Metals and mining conglomerate Vedanta Ltd has aimed at 25 per cent jump in downstream products output in the October-March period to counter the surge in imports.
As a result of the simmering US-China trade conflict, India has witnessed a swarm of imports of an array of aluminium products. While scrap imports from US have zoomed 144 per cent, overall imports have risen 32 per cent in July-September period, unnerving the domestic aluminium producers. In addition to scrap, imports of fake semis from China and wire rods from South East Asia region have compounded the woes of domestic makers.
Imports are making fast gains into the market share of the three primary producers- Vedanta, Hindalco Industries Ltd and the state-controlled entity- National Aluminium Company Ltd (Nalco). The share of imports to the total domestic aluminium consumption in the country has reached a staggering 60 per cent, forcing the domestic manufacturers to either widen their export markets or expand production of downstream products, especially the ones that can act as import substitutes.
Aside from combating imports, Vedanta's proposal to expand the downstream, value-added portfolio is expected to boost its realisations.
"On the marketing side, we continue to focus on improving net premiums by progressively increasing value-added production. The value-added production is expected to grow by 25 per cent in the second half from 432,000 tonnes which we saw in the first half, driven by improved sale of wire rods in the domestic market, as well as higher billet sales internationally," Srinivasan Venkatakrishnan, chief executive officer, Vedanta Ltd said at the results conference call.
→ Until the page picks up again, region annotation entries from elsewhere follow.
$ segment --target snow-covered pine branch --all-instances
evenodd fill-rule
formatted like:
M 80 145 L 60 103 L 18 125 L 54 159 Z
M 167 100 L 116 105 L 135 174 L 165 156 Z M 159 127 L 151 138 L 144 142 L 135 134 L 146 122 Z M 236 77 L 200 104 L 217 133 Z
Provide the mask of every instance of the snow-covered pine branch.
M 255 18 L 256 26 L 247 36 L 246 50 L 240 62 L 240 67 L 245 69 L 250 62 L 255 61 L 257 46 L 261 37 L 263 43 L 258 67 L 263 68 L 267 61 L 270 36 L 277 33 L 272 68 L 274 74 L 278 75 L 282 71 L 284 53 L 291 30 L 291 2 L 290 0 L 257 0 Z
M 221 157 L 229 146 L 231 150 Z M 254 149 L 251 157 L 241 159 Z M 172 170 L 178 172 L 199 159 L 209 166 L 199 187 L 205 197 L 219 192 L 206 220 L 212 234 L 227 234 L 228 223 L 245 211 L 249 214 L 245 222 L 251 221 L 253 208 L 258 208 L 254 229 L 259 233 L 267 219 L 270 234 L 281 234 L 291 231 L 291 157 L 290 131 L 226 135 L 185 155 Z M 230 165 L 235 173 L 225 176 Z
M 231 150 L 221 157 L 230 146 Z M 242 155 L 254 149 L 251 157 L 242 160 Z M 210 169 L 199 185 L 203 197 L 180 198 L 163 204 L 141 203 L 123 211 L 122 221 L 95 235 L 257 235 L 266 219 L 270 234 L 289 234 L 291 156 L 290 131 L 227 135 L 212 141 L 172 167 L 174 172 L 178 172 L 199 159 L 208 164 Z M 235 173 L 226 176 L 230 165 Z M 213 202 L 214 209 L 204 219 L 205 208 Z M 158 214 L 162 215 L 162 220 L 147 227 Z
Flagging concerns on imports, he said, "Specifically, scrap imports from United States have significantly increased by an astonishing 128 per cent in the first quarter of this year, and a further 144 per cent in our second quarter, over the same period last year. This is one of the areas we are taking some policy intervention and support from the government. We are certainly committed on improving the overall profitability in the aluminium business and unlocking its true potential."
Like other primary producers, Vedanta is struggling to contain its aluminium smelting cost due to input commodity inflation. Despite Vedanta's focus on structural cost reduction, its cost of production (CoP) for aluminium was on the higher side at $2000 per tonne because of market forces driven by higher coal costs. Vedanta eventually looks to prune its aluminium CoP to $1500 per tonne. To achieve the competitive costs in aluminium CoP, Vedanta has secured 3.2 million tonnes of additional linkages from Tranche IV coal auctions. Coal mining has also commenced at the captive Chotia mine which feeds the Group owned BALCO smelter at Korba (Chhattisgarh).
To optimise its alumina making costs, Vedanta has inked a long-term linkage agreement with Odisha Mining Corporation (OMC). Under the arrangement, 70 per cent of bauxite mined by OMC from its Kodingamali mine will be fed to Vedanta’s Lanjigarh alumina refinery installed at the foothills of bauxite laden Niyamgiri hills. With the OMC mine ramping up well, Vedanta expects 250,000 tonnes of bauxite each month in Q3 to help meet the Lanjigarh refinery requirement. The refinery’s present capacity is one million tonnes per annum (mtpa) but Vedanta has firmed up plans to scale it up to six mtpa in a staggered expansion. The first phase ramp-up will see the refinery scaling four mtpa capacity expected by December 2020.